このことからも、相模国の国造の墓があったとする説が一部で唱えられています。その三宮では式内社に数えられる(上地図画像)③比々多神社が鎮座し、また近隣で発掘された縄文時代の環状列石の立石は、祭祀遺跡の御神体として崇められていたという見解を比々多神社は示しています。さらに(上地図画像)②古代東海道の箕輪駅があったと考えられています。
環状列石(レプリカ) |
糟屋庄の早すぎる仏教伝来
糟屋庄には古い歴史を持つ社寺が点在しています。下画像②の高部屋神社・③比々多神社・⑤阿夫利神社の3社は、相模国に13社しかない延喜式神社です。またこれら三社の創建は紀元前にまで遡るとも云われています。
そして寺院に目を向けると、④大山寺は良弁によって天平勝宝七年(755年)に開かれ、⑦霊山寺(日向薬師)は行基によって霊亀二年(716年)に創建されました。また⑥雨降院(石雲寺)の創建も養老二年(718)と、こちらも同時代の創建です。古くから、そして格式ある寺院が糟屋庄にあったことがわかります。しかし、それ以上に糟屋庄における仏教文化の歴史が遡る可能性があるようです。
Google map 糟屋庄 ①伊勢原駅 ②高部屋神社 ③比々多神社 ④大山寺 ⑤阿夫利神社 ⑥石雲寺 ⑦日向薬師 |
三宮で発掘された登尾山古墳は、6世紀頃のもので、この登尾山古墳に副葬されていた銅鋺が、本来は法具であったため、少なくとも6世紀末には仏教文化がこの地にもたらされていたと考えられています。またそれら副葬品の数々は「大陸の先進技術が駆使された工芸品だ」という記述が伊勢原市HPにみられます。そもそも仏教の伝来は宣化天皇三年(538)年と云われています。はてさて、6世紀末に関東のしかも糟屋庄に既に仏教が広まっていたのでしょうか。
大山に訪れたときに偶然出くわした発掘調査現場 |
糟屋庄周辺の城郭遺構
糟屋庄周辺の城郭遺構として周知されているのが、下画像①岡崎城・③丸山城・④扇谷上杉家糟屋館です。そして厚木市になりますが⑦七沢城の存在は糟屋庄と深い関わりを持っています。
これらの旧跡は著書・資料などで確認する限り、わざわざ見学に訪れる程のものは残されてないようですが、七沢城に関連すると云われる⑥見城は、標高の高い山頂にあるためか、大々的な土地開発を免れたようで、堀切・平場・土塁状尾根などの造作が確認できます。但しそれらが城郭なのかどうかは判然としません。

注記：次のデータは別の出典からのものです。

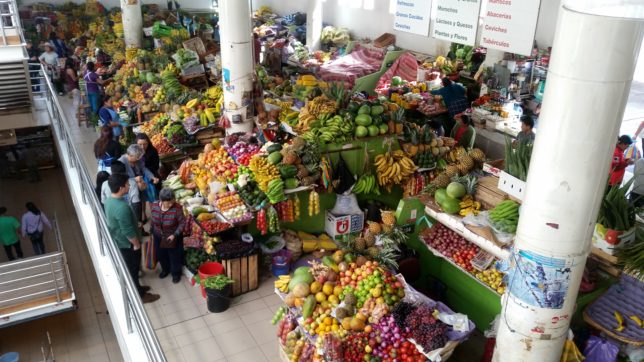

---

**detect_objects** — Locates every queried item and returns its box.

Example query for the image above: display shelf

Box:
[423,242,501,296]
[425,206,510,260]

Google map 糟屋庄 ①岡崎城 ②伊勢原駅 ③丸山城 ④扇谷上杉家糟屋館 ⑤大山阿夫利神社 ⑥見城 ⑦七沢城 |
扇谷上杉家糟屋館跡では最大で100mもある堀跡が確認され、また丸山城跡では15世紀~16世紀のものと思われる大々的な遺構が発見されています。これらが上杉氏、または時代的にも三浦道寸義同もしくは伊勢宗瑞のものなのかといった判定までは、今のところ専門家でも難しいようです。
見城 |
その後の糟屋庄
糟屋氏嫡流が失脚した後、糟屋庄は北条氏の所領となり、鎌倉末期では大仏貞直が糟屋庄の大よそを、白根郷を赤橋流北条氏が領有していました。幕府滅亡後は足利氏、そしてのちに扇谷上杉家が糟屋庄に拠点を置き、山内上杉家と関東の覇権を争っています。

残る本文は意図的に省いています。